I have a shop full of power tools. I did a bit of carpentry level projects through the years, and I thought I was pretty good. Then I was introduced to the world of vintage woodworking, and was blown away. Over the last 3 years or so, I've goofed off in the shop, playing with dovetails and other joints, all using chisels and hand planes. I also got a lot of satisfaction from finding a vintage tool and re-fettling (refurbishing) it to working order.


I swung in the direction of vintage, and found that it's a really enjoyable experience. "It's about the journey, not the destination" really seems to ring. It takes longer, but I think it's more satisfying.


As far as what you need for vintage ...
- You certainly need a good sturdy bench. Other posters are correct; if your table rocks or bounces, it's gonna mess up your process. Paul Sellers shows how to build a good bench. And once you have that, the rest seems a piece of cake.
- To make life LOTS easier, you'll want to invest in a woodworking vice that will attach to your bench. This is probably one of the biggest expenses you'll probably make, but it's seriously worth it.
- 1/4", 1/2", 3/4" and 1" chisels. You can go cheap to start out, but no matter how much you spend, you'll need to learn to properly set them up (flatten the back, and square and angle the bevel).
- A hand plane. #4 or #5 size. A cheap $5 flea market find can get you going.

- A way to keep your edges sharp. A thick, flat piece of glass or tile, with sanding paper (150, 220, 400, 600 grit will get you started.) Later you can move to water or diamond stones if you wish.

- A wooden or rubber mallet for bench and chisel work. No, not a metal hammer, as they're too heavy for fine work, and can damage wood-handled chisels.
- A combination or speed square. You'll want to ensure it measures as close to 90 degrees as possible.

- Measuring tape. Big ones are ok, but I get along great with my 9ft tape on my bench. Never needed any more.
- Clamps. At least four 2-3 foot bar clamps, and a couple of spring clamps.

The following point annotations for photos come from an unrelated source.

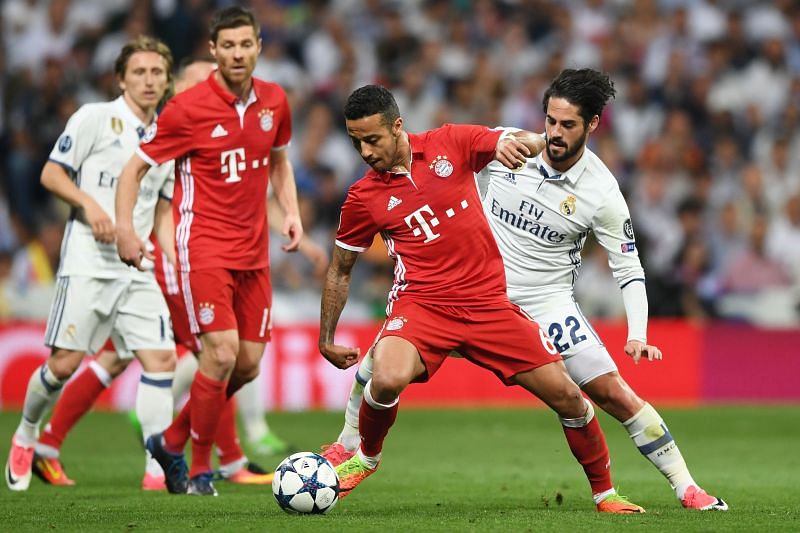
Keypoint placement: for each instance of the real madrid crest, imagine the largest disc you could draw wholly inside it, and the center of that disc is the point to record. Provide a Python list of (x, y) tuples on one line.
[(265, 119), (567, 207), (116, 125), (441, 166)]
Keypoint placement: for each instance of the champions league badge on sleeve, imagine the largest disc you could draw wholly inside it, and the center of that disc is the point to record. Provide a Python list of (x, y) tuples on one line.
[(265, 119), (206, 313), (627, 228), (64, 144), (567, 207), (396, 323), (441, 166), (150, 133)]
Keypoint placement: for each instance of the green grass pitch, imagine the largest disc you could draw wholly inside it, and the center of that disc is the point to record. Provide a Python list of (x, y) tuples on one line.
[(443, 470)]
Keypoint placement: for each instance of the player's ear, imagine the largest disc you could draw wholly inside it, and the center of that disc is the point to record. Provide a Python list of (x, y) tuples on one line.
[(397, 126), (593, 123)]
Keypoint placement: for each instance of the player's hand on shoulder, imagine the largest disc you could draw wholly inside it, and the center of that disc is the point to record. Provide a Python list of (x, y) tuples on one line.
[(131, 249), (637, 349), (293, 230), (99, 221), (340, 356), (511, 152)]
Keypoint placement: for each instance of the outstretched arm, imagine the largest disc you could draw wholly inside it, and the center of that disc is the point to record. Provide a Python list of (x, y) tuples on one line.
[(56, 180), (285, 190), (514, 147), (334, 296), (130, 247)]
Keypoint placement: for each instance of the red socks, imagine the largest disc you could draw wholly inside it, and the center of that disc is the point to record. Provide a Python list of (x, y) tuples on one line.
[(588, 445), (227, 439), (374, 425), (207, 398), (76, 400)]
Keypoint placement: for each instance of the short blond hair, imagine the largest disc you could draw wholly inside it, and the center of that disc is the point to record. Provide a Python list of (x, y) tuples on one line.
[(143, 43)]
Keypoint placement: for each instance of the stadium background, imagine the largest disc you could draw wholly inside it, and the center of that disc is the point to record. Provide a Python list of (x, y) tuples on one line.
[(703, 138)]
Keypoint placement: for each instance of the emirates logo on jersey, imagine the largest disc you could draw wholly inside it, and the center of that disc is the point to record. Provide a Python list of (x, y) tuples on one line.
[(567, 207), (441, 166)]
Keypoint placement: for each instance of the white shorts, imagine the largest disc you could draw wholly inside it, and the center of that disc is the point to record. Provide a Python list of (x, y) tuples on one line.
[(584, 354), (86, 311)]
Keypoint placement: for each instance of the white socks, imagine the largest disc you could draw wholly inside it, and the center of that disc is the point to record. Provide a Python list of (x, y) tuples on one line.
[(184, 374), (653, 439), (349, 437), (252, 411), (154, 409), (43, 390)]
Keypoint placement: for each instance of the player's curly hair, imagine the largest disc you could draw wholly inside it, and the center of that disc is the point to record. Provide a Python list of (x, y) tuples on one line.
[(232, 17), (370, 100), (586, 88), (143, 43)]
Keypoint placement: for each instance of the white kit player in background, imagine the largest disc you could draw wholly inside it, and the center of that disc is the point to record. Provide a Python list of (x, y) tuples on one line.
[(540, 216), (97, 295)]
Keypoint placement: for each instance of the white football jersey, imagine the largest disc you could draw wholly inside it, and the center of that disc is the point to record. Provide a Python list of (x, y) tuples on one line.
[(540, 220), (98, 141)]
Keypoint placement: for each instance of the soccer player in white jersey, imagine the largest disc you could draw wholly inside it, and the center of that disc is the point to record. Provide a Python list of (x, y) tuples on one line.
[(540, 216), (97, 295)]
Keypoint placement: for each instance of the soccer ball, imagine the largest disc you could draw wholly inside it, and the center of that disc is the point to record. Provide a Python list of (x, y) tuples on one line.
[(305, 482)]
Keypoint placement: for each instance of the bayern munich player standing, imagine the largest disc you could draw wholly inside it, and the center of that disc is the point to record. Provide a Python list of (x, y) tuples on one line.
[(98, 296), (449, 291), (228, 137), (85, 387)]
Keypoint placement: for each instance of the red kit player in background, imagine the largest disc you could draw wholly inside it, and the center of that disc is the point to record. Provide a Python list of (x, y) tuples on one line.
[(449, 291), (228, 136)]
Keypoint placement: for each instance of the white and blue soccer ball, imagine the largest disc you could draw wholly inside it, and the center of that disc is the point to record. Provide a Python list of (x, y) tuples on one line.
[(306, 483)]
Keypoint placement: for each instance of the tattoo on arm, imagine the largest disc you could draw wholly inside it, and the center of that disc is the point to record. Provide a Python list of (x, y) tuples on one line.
[(334, 294)]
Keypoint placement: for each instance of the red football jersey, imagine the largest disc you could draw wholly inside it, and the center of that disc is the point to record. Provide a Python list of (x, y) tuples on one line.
[(221, 148), (431, 220)]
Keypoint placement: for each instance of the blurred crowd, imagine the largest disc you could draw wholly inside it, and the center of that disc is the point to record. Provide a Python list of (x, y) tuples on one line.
[(703, 134)]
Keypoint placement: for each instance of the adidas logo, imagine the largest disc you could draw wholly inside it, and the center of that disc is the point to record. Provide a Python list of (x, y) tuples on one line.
[(219, 131)]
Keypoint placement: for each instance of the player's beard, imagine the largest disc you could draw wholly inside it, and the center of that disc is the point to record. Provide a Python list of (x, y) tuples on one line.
[(569, 150)]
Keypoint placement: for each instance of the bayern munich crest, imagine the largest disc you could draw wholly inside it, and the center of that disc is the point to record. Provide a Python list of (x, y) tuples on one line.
[(265, 119), (149, 133), (442, 166), (206, 313), (395, 324)]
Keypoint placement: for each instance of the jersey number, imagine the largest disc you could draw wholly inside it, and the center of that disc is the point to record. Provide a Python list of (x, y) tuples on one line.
[(557, 332)]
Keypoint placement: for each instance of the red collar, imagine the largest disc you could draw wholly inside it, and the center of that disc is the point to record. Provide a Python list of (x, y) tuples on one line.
[(225, 94)]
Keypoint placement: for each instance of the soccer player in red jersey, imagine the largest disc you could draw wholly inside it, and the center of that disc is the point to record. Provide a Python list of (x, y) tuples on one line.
[(449, 291), (228, 136)]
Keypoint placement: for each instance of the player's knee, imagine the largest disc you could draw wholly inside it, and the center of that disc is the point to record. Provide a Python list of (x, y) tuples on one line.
[(567, 401), (386, 386), (64, 363)]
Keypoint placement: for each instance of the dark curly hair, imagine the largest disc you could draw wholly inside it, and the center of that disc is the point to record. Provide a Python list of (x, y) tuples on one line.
[(370, 100), (586, 88)]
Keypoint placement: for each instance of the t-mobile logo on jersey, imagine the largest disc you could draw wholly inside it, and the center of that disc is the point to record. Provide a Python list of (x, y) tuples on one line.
[(232, 162), (426, 226)]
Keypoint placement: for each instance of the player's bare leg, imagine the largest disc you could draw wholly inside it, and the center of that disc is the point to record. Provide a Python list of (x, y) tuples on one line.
[(43, 389), (651, 436), (552, 384), (396, 364), (349, 439), (233, 463), (76, 400)]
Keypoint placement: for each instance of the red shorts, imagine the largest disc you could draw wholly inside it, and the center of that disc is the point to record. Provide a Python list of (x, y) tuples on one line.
[(218, 299), (167, 278), (500, 338)]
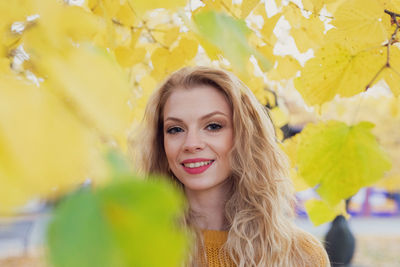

Other than the cost of the bench build and woodworking vice, you can probably pick up most of these tools for less that $100-150. Once you're feeling a bit more comfortable, you can start investing in more expensive tools.


Good luck!
 
#13 ·
Wow! I honestly wasn't expecting so many helpful replies. You guys have given me some great tips and it is more appreciated than you know. I have opted to go the Paul Sellers route. I tend to do well with instruction I can see as well as following along while I do it. I signed up on his website and it seems the first focus he has is learning the different joints one at a time and once I have better understood and learned how to do them then the following projects will not seem as daunting. I'm just buying tools that he says are needed for these joints starting out and reading his guides on buying. I think with all of y'alls advice and reading and listen to Paul, I have a decent start heading my way!
 
#14 ·
I also realized how expensive hardwood can be and emailed a local cabinet maker to see if he would be willing to sell me some scrap hardwood he had left over for me to learn on! He got back to me this morning and said he would love to help me out. Looking forward to being able to pass on this kind of help to a younger woodworker when I'm older and better at this craft.